J’en ai plein le dos! Ich habe die nase voll! I can’t stand this!
Bien qu’un mouvement récent cherche à unifier à marche forcée les hommes en niant la diversité, nos langues elles, nous ramènent à la réalité. Nous sommes divers, des milliers de langues existent et portent en elles la manifestation des multiples expressions de l’humanité. En effet, les langues ne sont pas que des codes décrivant une réalité fixe et intangible. Bien au-delà de cela, elles forment notre réalité en lui attribuant des propriétés particulières et font des différents locuteurs des « étranges » ne partageant pas véritablement la même réalité. Éloge de la division? Plaidoyer contre l’universalisme purement idéologique? Non, là encore la science nous fournit quelques éléments pour appuyer cette intuition.
La langue structure nos représentations et nos représentations structurent la langue.
Les Guugu Yimithirr, un peuple d’Australie, appelé usuellement « aborigènes », possèdent une langue où le système d’orientation spatiale est différent du nôtre. Leur système de langage n’est pas « égocentré », il n’existe pas chez eux de point de référence et donc pas de gauche, droite, devant, derrière. Les travaux du linguiste, Stephen Levinson, ont montré que dans la langue des Guugu Yimithirr, le système de relation spatiale s’organise à partir des points cardinaux. Cette particularité a donné à cette tribu un sens de l’orientation remarquable et un locuteur racontant une histoire en désignant des directions dans l’espace est capable même des années après de désigner les mêmes directions cardinales, alors qu’il n’est plus orienté de la même manière.

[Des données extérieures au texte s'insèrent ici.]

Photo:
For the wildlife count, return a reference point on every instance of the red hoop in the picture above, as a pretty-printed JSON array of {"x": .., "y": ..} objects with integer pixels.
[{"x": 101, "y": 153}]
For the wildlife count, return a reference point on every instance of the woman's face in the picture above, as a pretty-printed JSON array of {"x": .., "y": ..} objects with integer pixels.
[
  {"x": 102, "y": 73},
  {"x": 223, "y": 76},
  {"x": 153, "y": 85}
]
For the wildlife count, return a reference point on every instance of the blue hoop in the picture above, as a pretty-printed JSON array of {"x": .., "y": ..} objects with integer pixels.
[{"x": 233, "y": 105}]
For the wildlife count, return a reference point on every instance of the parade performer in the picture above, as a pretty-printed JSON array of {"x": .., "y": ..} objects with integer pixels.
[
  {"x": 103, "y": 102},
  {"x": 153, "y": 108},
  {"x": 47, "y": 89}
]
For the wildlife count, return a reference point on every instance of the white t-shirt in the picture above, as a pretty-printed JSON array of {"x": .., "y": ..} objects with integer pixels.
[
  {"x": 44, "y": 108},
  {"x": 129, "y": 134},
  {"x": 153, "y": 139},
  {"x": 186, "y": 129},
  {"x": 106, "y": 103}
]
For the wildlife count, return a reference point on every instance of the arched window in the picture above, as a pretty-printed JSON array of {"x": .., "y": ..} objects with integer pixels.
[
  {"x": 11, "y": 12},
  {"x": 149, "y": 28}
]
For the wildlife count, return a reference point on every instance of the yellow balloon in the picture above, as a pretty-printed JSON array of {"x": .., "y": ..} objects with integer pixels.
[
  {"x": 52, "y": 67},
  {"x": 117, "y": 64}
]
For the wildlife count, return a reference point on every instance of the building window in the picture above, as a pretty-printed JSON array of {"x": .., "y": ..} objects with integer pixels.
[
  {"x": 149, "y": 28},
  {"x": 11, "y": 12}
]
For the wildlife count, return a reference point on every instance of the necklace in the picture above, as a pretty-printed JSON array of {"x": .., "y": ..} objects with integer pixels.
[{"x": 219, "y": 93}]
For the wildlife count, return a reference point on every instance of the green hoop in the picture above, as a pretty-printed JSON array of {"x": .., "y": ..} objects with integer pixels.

Autre exemple, le peuple Wampanoag, issue des natifs américains Algonquin. Ce peuple fut un des premiers à rentrer en contact avec les colons britanniques du « Mayflower ». Malgré des débuts prometteurs, cette interaction, comme nous le savons aujourd’hui c’est plutôt mal passé. Les colons ont peu à peu envahi les terres Wampanoag et ont imposé leur mode de vie marchand. Durant cette colonisation culturelle, le langage des Wampanoag s’est transformé. Ainsi, la linguiste Jessie Little Doe Baird a découvert que le mot « nataarkeem » signifiant « je suis physiquement la terre et la terre est physiquement moi » fut de moins en moins utilisée et finit par être remplacé par « natarkee » désignant la terre comme une chose extérieure à ma personne. (désolé pour les spécialistes je retranscris de l’audio aussi les erreurs sont probables)
Le langage naturel comme matrice de la pensée.
Pour formuler un message nous devons piocher dans les propositions possibles au sein de notre langue, ce qui implique de suivre des routines pré-formatées, c’est ce qu’évoque par exemple Lucy Suchman en 1987. La langue apparaît donc comme une matrice de formation de l’esprit, au moins à un certain niveau.
Cette idée peut avoir d’innombrables implications dans l’éducation, la diplomatie, la constitution de structure culturel/politique et la notion de peuple. J’ai toujours pensé que Descartes se trompait quelque part, malgré la pertinence de son « cogito« , car avant de pouvoir douter, ce cher René à dû apprendre à structurer un message dans sa propre langue et c’est cela qui a déterminé sa philosophie.